Various hybrid powertrain architectures are known for managing the input and output torques of various prime-movers in hybrid vehicles, most commonly internal combustion engines and electric machines. One such hybrid powertrain architecture comprises a two-mode, compound-split, electro-mechanical transmission which utilizes an input member for receiving motive torque from a prime mover power source, typically an internal combustion engine, and an output member for delivering motive torque from the transmission to a driveline of the vehicle. First and second electrical machines are operatively connected to an electrical energy storage device for interchanging electrical power therebetween. The first and second electrical machines comprise motor/generators operable to transform the electrical power to motive torque for input to the transmission, independent of torque input from the internal combustion engine. The first and second electrical machines are operable to transform vehicle kinetic energy, transmitted through the vehicle driveline, to electrical energy potential that is storable in the electrical energy storage device. A control unit is provided for regulating the electrical power interchange between the electrical energy storage device and the first and second motor/generators.

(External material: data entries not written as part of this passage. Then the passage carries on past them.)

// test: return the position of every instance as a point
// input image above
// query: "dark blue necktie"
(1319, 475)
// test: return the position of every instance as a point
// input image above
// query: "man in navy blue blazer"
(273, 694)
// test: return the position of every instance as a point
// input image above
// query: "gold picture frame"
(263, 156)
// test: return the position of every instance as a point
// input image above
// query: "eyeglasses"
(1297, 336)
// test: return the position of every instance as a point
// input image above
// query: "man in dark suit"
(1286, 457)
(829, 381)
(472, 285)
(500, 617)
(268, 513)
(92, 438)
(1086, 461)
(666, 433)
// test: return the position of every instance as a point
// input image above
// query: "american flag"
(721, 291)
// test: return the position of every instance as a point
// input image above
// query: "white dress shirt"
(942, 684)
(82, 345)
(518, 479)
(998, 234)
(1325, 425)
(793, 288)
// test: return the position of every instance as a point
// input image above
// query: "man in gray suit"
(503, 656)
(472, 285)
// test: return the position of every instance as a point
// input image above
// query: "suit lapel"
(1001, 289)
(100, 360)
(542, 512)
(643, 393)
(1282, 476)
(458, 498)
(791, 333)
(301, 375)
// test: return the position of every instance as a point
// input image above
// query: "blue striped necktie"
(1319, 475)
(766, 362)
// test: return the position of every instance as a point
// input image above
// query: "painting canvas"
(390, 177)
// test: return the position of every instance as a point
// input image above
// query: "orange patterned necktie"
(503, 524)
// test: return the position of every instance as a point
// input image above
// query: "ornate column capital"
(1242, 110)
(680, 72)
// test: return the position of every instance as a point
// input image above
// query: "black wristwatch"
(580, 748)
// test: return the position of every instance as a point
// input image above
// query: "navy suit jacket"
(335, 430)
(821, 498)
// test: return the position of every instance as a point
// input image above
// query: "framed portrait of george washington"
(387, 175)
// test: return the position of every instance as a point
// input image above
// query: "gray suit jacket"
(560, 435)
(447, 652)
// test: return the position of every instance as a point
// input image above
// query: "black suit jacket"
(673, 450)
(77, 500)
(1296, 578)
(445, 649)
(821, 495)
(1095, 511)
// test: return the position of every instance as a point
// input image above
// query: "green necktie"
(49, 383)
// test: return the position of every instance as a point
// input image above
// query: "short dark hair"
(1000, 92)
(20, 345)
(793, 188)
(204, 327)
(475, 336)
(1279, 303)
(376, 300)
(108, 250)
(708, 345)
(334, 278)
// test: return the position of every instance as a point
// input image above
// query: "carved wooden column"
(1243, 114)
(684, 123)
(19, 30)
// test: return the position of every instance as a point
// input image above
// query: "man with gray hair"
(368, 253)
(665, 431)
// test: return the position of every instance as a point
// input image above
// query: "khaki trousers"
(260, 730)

Engineers implementing powertrain systems including transmissions are tasked with developing gear shifting schemes. Such transmission systems typically include devices able to operate in one of a plurality of fixed-gear modes, wherein shifting between gears occurs in response to predetermined operating conditions, and often not involving an overt request for shift from a vehicle operator.
An exemplary transmission includes a plurality of torque-transmitting clutches. When a shift change is commanded, torque must be off-loaded from a currently operating clutch associated with operation in a current gear and on-loaded to another clutch associated with operation in another gear.
An ongoing concern for designers of transmission devices is to develop torque-transmitting clutches that are sufficiently large enough to transmit required torque, able to manage temperatures, and meet durability targets, but meet constraints related to packaging envelope, size, and cost. Furthermore, engineers must be cognizant of thermal energy generated during clutch slippage, and effect of such thermal energy on transmission performance and durability.
Therefore, there is a need to for a method and apparatus to offload torque from a currently operating clutch associated with operation in a current gear to address concerns mentioned hereinabove.